Miyazaki's grand vision to put the countless millions into machines of wonder instead of war the perfect companion piece to my favorite Miyazaki film at the moment "The Wind Rises". A testament to a shift in consciousness in the man power behind mankind.
Sin una trama muy compleja, aborda aspectos importantes de las relaciones conflictivas y guerras entre naciones, con una construcción de metaforas, al mejor estilo de Hayao Miyazaki, refiriendose al mundo actual que nos rodea. Magia, belleza e impresionantes animaciones edifican un universo creado perfectamente, sin embargo con una atmósfera un tanto infantil para mi gusto crítico.
I tend to have trouble with films where magic is a non-issue. It affords filmmakers the ability to make things up as they go, and excuse glaring inconsistencies by changing the rules of the world on the fly. There are also weird tonal shifts and pacing issues that make "Howl" feel like a minor entry Miyazaki's canon. That should hardly suggest it isn't a pleasure to watch. Bale is excellent, as is Hishiashi's score.

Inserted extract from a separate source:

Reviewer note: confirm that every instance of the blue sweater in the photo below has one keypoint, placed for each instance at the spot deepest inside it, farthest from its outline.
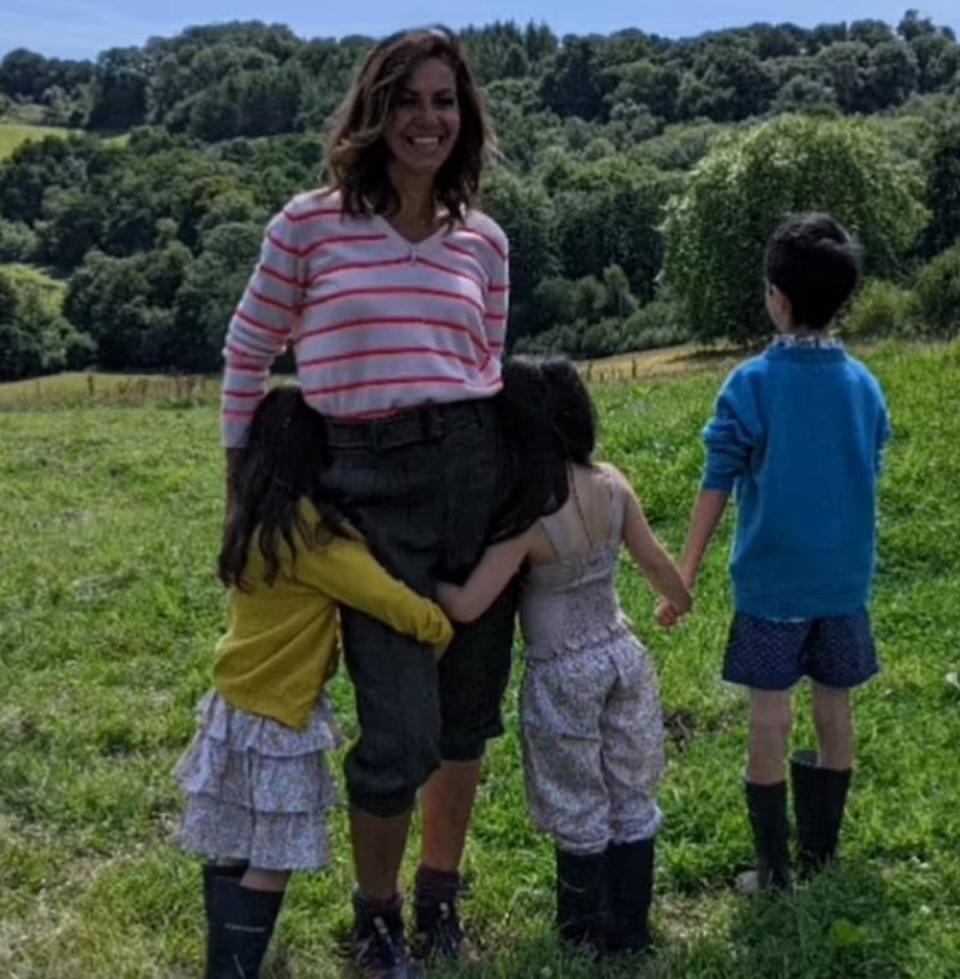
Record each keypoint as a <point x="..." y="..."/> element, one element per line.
<point x="797" y="435"/>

Miyazaki's last masterpiece. There were a few more films after this one, but for me 'Howl's Moving Castle' combines adventure, drama, comedy and fantasy with an wonderful female protagonist, beautiful scenery and sweet score. Forget about those princesses' castles, Howl's is the one you'd kill to live on.
Such a visually and emotionally ravishing film. Miyazaki proves again he's more than just an "Asian Disney," with another magical tale that oozes with melancholy and delight. Just damn, this one left me completely speechless though. I love you, Miyazaki.
My first Miyazaki film, and I'm glad to say it lives up what I've long been hearing about his work. It has its flaws - including an incredibly disappointing, overly-convenient ending, but they can't detract too much from a film so full of imagination and inventiveness. Looking forward to seeing more Miyazaki, especially since I hear this isn't even one of his best.